When we wrote this column a fortnight ago gold had enjoyed a bull run since the start of May and was moving towards $1,900. We noted that gold was in overbought territory and in need of a correction as the market was becoming somewhat congested. That correction did ensue, but not for another week, peaking at $1,917 on Tuesday 1st June. This was its highest level since the first week of January; thus unwinding the losses that had been sustained since the start of the year, basing out at $1,677 a level tested three times during March.
Some of the falls last week, generally prompted not just by overbought conditions but also triggered by economic and financial developments in the United States, seemed in isolation to be quite sizeable, but when set into the longer-term context they were not that dramatic (see first chart below).
Later in the week the price sustained a fall of $45 (2%) in response to a U.S. unemployment report that was better than expected at 5.8%, below the psychologically significant 6%., as was the private payrolls figure for May, and with the service sector figures reaching a record. The U.S. ten-year yield, which is one of the key parameters influencing short-term gold moves, rose accordingly, from 1.59% to 1.63%.
These moves were partially reversed when the Nonfarm Payroll figure again missed market expectations. Nonetheless they were substantially better than the April number, posting a gain of 559,000. Payroll employment is still down by 7.6 million, or 5.0% from the pre-pandemic employment peak of February 2020, and unemployment stands at 9.3 million, compared with 5.7 million in February 2020. The participation rate (the percentage of the workforce that is actively looking for work) was steady at 61.6%, 1.7% lower than in February 2020.

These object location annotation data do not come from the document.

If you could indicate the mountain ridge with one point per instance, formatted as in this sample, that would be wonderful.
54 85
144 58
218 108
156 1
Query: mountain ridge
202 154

Subsequently, the U.S. Treasury Secretary Janet Yellen, herself a former Chair of the Federal Reserve Board, has added her voice to those who believe that the U.S. inflation is transitory – although she was looking for inflation to head towards 3% over the course of the whole of this year. She also said that “if we ended up with a slightly higher interest rate environment it would actually be a plus for society’s point of view and the Fed’s point of view”. This had a fleeting negative effect on gold market sentiment, but this was short-lived, given that she made the comment in the context of wanting President Biden to push on with his $4 trillion spending proposal even if it triggered longer-lasting inflationary forces – and also the fact that U.S. CPI in May was 4.2%. But we must bear in mind that twelve months ago the economy was still massively dislocated as the pandemic took hold.
Meanwhile inflation in Europe has now reached 2%, but core inflation (in the EU this excludes food, energy, alcohol and tobacco) is just 1.2%. The ECB’s next policy meeting is 10th June and the market Is not expecting any policy changes.
Gold approached the peak last Tuesday 1st June and the Commitment of Traders report for the week to that date shows an eleven tonne increase in outright gold long positions, with a very small increase in the short position; thus taking the net long to 342t. This is not a massive overhang; the average since the start of 2019 is 372t.
On balance, then, gold continues to enjoy stronger tailwinds than headwinds with many real interest rates around the world firmly in negative territory (apart in particular from China) and continued geopolitical risk. Professional money managers are still looking at gold as a risk diversifier and at a retail level demand for silver coins, in particular, in the United States and Europe is very strong and coins are in short supply.